The Atlantic editor Scott Stossel recently spoke to Nieman Fellow Rachel Emma Silverman on his outlet’s online and print successes and obstacles in a changing media landscape.
The two discussed a variety of topics including writer salaries, the hiring of big names, and gender and racial parity at the outlet.
On going fully-digital:
“My hope is that we’ll continue to get enough print advertising to invest in the print product. But I’m platform agnostic. In fact, if we could suddenly convert our 500,000 print subscribers—all of them pay, even though all the content is free on the Web—to digital subscribers and scrap the print magazine, our bottom line would be so much better.

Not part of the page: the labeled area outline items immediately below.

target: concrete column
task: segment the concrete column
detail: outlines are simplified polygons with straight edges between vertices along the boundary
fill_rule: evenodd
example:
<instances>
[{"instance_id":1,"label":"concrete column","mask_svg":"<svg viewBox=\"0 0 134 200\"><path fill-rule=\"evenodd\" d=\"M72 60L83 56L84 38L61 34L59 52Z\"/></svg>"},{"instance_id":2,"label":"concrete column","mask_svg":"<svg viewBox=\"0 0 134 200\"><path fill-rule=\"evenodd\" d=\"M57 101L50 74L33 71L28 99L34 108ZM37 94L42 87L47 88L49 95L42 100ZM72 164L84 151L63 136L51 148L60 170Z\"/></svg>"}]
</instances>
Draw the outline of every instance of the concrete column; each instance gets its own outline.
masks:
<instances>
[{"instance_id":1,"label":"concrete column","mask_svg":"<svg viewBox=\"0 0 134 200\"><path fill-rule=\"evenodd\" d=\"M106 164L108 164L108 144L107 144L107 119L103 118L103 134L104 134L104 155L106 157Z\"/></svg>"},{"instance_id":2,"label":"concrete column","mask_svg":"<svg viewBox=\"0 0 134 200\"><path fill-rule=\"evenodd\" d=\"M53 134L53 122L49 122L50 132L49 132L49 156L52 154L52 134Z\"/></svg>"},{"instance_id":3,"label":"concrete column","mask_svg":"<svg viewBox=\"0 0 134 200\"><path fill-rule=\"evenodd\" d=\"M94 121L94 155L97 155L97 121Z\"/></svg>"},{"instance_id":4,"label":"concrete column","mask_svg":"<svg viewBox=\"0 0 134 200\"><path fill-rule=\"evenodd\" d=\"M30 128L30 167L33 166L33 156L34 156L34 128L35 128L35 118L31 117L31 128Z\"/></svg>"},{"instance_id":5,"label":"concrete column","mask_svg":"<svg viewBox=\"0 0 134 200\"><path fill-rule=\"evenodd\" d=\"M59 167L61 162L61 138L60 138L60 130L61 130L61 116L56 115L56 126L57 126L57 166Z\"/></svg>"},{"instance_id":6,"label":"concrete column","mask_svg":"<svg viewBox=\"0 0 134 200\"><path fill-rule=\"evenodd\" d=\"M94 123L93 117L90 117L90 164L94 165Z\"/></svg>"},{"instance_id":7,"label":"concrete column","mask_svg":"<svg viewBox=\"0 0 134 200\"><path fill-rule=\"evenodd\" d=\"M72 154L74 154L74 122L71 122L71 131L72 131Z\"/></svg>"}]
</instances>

We could pay writers more because we wouldn’t be paying for printing and mailing. But we can’t force the issue because we’ve got $10 million worth of print subscribers.”
On writer salaries:
“If you’re sitting on the corporate floor and you look and say, “We have a 22-year-old kid we’re paying not very much money who can write a post at nine in the morning that goes totally viral and gets all the ads … Or we have these experienced journalists who we’re paying much larger salaries for, and it costs much more money to subsidize their reporting and the whole apparatus around producing that piece. Gee, shouldn’t we get rid of all those expensive ones and just do more of that?” Sometimes there has been that tension, but I think there’s a realization that you need both. Again, this gets back to brand, that our brand is associated with rigor, length, and careful curation. These are questions we struggle with.”